I’ve tried it a couple of times (scientific method, you see). It never worked quite as vividly at as it did for ol’ Bertie, but it did get the job done — and fast. This makes sense: the egg is a blob of protein to counteract the sugar all the alcohol has been processed into, the Worcestershire sauce has salt to help retain water (dehydration is the real enemy), and red pepper sauce opens up the snoot for more oxygen. The pepper sauce also kills the crud associated with eating raw eggs.
So will a shot of whiskey, which puts you into “hair of the dog” remedies. People swear by the Bloody Mary, but for a number of reasons we aren’t going to suggest that route. Or a raw egg.

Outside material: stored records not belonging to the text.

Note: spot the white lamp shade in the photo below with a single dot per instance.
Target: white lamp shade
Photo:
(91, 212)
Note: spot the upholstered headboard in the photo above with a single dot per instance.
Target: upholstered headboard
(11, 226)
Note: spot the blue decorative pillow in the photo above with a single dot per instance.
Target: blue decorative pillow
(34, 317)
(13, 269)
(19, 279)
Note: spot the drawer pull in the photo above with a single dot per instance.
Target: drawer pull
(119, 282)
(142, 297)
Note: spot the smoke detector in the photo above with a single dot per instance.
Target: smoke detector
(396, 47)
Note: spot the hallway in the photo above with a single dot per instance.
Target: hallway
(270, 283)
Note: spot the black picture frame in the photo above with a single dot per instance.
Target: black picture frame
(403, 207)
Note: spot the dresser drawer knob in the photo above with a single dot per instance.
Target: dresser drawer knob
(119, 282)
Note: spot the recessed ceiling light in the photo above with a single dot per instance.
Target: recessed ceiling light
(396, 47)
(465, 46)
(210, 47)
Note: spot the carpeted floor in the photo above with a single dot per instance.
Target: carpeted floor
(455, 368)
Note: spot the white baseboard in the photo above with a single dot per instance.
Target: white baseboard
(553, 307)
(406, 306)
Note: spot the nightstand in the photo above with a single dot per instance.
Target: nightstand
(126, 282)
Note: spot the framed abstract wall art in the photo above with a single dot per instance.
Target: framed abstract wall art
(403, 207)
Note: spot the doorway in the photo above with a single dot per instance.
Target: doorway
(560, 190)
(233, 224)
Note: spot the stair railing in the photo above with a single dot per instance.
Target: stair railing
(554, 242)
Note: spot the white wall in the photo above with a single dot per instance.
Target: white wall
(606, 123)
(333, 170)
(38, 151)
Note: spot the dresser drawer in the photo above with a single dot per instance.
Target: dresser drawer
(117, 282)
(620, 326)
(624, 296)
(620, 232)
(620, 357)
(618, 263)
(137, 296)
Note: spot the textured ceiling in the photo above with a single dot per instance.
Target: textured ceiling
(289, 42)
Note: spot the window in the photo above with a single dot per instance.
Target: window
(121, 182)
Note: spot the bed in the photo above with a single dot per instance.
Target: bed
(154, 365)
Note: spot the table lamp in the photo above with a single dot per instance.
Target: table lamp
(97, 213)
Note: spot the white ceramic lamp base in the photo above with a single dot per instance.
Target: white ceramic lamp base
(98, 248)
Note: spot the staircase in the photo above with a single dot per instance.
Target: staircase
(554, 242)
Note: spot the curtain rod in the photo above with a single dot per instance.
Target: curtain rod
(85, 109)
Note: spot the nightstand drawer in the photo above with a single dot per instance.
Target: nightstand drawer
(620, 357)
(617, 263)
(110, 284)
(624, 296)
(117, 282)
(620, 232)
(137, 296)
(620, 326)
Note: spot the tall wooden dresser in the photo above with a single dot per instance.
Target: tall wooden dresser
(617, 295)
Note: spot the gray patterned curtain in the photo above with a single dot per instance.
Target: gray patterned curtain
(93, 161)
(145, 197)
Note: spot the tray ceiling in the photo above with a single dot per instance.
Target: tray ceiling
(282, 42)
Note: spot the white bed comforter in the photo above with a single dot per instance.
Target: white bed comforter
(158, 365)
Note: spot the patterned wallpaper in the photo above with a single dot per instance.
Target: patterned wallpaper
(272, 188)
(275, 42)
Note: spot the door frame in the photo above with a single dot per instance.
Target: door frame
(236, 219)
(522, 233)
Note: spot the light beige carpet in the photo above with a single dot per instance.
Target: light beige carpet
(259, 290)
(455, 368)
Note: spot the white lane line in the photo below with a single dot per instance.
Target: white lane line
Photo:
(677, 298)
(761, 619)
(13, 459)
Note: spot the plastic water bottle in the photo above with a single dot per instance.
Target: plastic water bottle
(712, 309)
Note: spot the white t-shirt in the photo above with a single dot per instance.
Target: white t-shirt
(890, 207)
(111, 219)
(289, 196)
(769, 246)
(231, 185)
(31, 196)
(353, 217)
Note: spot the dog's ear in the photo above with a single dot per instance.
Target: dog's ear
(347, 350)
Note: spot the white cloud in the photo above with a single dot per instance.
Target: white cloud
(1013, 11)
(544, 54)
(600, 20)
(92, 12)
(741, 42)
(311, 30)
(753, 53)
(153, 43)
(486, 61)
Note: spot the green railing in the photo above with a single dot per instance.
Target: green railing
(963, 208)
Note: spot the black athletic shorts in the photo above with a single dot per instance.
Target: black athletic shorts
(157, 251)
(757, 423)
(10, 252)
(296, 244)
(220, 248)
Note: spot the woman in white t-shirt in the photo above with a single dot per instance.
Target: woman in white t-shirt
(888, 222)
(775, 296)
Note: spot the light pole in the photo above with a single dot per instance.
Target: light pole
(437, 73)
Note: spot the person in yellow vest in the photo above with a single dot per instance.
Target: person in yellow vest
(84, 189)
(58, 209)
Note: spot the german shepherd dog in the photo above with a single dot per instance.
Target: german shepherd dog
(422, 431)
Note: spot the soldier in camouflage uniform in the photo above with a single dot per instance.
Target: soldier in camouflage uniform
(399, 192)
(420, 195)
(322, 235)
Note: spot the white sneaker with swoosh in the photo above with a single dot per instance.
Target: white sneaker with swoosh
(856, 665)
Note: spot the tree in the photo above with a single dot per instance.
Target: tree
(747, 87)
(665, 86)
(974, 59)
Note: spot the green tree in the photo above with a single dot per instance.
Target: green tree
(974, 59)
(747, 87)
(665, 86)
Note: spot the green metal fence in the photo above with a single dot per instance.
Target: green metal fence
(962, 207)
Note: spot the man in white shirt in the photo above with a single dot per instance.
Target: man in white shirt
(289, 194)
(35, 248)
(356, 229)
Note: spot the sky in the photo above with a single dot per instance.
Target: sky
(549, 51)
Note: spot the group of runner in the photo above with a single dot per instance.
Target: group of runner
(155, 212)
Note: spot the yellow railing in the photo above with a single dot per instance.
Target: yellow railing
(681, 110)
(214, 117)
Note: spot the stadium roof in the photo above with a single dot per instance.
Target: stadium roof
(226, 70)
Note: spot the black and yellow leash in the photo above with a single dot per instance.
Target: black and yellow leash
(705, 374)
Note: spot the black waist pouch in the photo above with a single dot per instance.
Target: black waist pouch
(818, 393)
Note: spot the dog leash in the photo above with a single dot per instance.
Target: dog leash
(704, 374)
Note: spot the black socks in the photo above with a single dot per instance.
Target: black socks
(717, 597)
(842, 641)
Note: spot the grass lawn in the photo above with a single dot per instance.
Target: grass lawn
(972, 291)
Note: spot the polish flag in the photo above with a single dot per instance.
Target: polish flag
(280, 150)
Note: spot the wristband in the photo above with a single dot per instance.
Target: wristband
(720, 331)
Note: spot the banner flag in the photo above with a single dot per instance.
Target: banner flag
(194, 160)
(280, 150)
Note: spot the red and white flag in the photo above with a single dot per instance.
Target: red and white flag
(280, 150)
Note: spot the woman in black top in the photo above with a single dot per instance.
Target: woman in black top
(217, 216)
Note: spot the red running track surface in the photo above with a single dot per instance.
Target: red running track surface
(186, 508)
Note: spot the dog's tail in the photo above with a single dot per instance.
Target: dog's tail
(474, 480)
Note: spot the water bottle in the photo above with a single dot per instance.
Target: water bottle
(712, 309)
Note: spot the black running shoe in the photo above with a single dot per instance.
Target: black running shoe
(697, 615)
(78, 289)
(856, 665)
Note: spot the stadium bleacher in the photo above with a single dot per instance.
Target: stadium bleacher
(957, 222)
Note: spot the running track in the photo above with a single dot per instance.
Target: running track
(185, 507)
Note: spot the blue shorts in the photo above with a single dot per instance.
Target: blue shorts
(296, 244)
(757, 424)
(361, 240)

Almost nothing beats a painfully hot shower, Gatorade (lots of it), and going back to bed.
If you can’t go hide under the covers waiting for the cold embrace of death, you’ll likely run into other humans, which will aggravate the mental component of the hangover. Steel yourself to being cheerful — or at least likeably pathetic — despite your creeping cynicism about this grim world. This is not to lift your spirits, or anyone else’s. The point of the friendly disposition, however fake, is to manage people’s reactions to you. Social friction is not what you need right now. Honestly, if you already think that they are out to get you, do you really need proof?
My mother has never had a hangover, avoiding them with the obvious technique of simply not drinking. It’s not in the spirit of this column, but I thought I should mention it.